P : 12RCTに参加した市中肺炎で入院した患者1974人
E : 全身性ステロイドの投与あり
C : 全身性ステロイドの投与なし
O : 総死亡・人工呼吸器の導入・ICU入室・急性呼吸窮迫症候群・入院期間・臨床的に安定するまでの時間・有害事象
 

チェック項目

・研究デザイン : メタ解析
 
・真のアウトカムか? : 代用のアウトカム含まれている
 
・一次アウトカムは明確か? : 複数設定されており明確ではない
 
・評価者バイアス : 「Two reviewers independently extracted study data and assessed risk of bias.」と記載されている。
 
・出版バイアス : funnel plotを用いて検討されているが、「We were not able to detect publication bias for any analysis; however, only 1 outcome (all-cause mortality) was addressed in 10 or more studies and was thus evaluable using funnel plots」と記載されている。
 
・元論文バイアス : 「Five of 13 trials enrolling 70.4% of the total sample had low risk of bias.
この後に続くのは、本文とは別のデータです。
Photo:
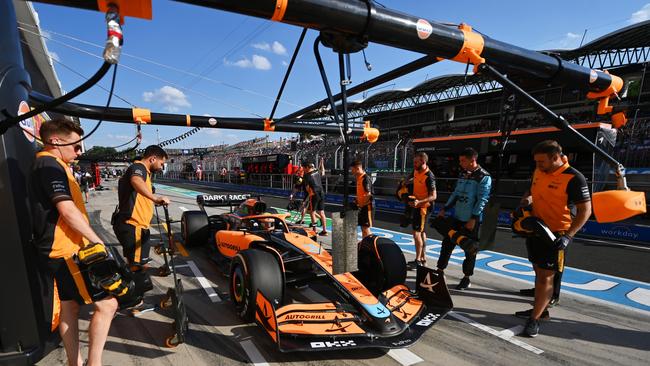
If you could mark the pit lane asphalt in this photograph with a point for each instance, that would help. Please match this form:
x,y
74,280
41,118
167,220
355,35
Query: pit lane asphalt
x,y
481,330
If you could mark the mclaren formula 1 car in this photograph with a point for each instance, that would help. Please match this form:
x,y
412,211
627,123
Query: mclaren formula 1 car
x,y
283,279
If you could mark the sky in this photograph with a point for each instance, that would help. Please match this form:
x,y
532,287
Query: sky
x,y
200,61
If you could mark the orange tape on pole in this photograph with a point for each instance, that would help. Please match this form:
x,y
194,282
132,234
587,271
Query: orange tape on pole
x,y
280,9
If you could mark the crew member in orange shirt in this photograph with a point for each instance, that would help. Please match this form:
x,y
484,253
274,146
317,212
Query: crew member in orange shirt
x,y
365,199
422,186
135,210
555,188
60,229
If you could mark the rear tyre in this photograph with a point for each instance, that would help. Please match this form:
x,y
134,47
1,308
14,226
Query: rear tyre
x,y
254,270
381,264
195,228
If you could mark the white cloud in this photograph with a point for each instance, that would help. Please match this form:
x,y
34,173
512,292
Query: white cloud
x,y
262,46
171,98
278,48
119,137
641,15
212,131
258,62
261,62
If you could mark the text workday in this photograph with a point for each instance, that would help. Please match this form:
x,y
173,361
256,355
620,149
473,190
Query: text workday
x,y
620,232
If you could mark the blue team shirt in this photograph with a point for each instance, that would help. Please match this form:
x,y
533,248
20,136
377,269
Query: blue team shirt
x,y
470,195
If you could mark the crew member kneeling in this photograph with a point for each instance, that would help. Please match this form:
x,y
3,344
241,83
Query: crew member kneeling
x,y
555,188
135,210
61,228
364,200
468,200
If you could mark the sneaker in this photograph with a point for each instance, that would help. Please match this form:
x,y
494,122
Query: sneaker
x,y
527,292
531,329
525,314
142,308
463,284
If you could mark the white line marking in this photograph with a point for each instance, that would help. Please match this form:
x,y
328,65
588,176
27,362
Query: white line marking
x,y
511,332
404,356
253,353
496,333
204,282
575,294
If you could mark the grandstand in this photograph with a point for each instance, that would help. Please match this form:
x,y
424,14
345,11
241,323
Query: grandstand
x,y
464,104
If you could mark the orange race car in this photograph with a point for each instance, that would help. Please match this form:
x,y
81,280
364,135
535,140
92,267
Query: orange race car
x,y
283,279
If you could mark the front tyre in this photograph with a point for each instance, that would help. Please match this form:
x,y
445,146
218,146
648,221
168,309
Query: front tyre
x,y
254,270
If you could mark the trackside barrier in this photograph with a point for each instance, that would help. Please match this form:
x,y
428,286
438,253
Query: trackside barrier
x,y
633,233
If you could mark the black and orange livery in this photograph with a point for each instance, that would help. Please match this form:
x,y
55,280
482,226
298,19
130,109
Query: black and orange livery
x,y
270,264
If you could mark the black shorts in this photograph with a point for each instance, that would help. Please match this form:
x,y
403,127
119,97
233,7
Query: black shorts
x,y
419,218
365,215
543,255
134,241
315,203
73,283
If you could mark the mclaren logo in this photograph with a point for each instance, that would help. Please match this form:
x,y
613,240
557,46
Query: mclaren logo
x,y
428,319
304,317
428,284
334,344
337,326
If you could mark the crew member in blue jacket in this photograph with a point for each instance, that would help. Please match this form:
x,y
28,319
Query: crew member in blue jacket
x,y
468,200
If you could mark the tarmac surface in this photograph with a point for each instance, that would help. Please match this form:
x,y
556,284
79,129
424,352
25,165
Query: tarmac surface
x,y
480,330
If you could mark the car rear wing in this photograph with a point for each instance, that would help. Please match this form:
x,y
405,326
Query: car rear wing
x,y
221,199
Loss to follow-up was rare: 10 trials had complete follow-up, and only 1 had attrition greater than 5%. Worst plausible assumptions about the outcomes of patients lost to follow-up did not materially change the results.」と記載されている。
 
・異質性バイアス : 異質性検定が行われている
 

結果

・総死亡→リスク比0.67(95%信頼区間0.45~1.01) 異質性:I2=6%、P=0.01
・人工呼吸器の導入→リスク比0.45(95%信頼区間0.26~0.79) 異質性:I2=0%、P=0.011
・ICU入室→リスク比0.69(95%信頼区間0.46~1.03) 異質性:I2=0
・急性呼吸窮迫症候群→リスク比0.24(95%信頼区間0.10~0.56) 異質性:I2=0%
・入院期間→平均差-1.00日(95%信頼区間-1.79~-0.21) 異質性:I2=0%
・臨床的に安定するまでの時間→平均差-1.22日(95%信頼区間-2.08~-0.35) 異質性:I2=38%
・有害事象(治療が必要な高血糖)→リスク比1.49(95%信頼区1.01~2.19) 異質性:I2=6%
 

感想

これまでに読んだ論文と同じように退院までの期間やバイタルが安定するまでの期間はだいたい1日くらい短くなる可能性があり、総死亡に関しては有意な差はないもののリスクは減少する傾向がみられている。
やはり治療が必要な高血糖についてもリスクの有意な上昇が見られる。
 
ただ、ある程度割り引いて考える必要があるように感じます。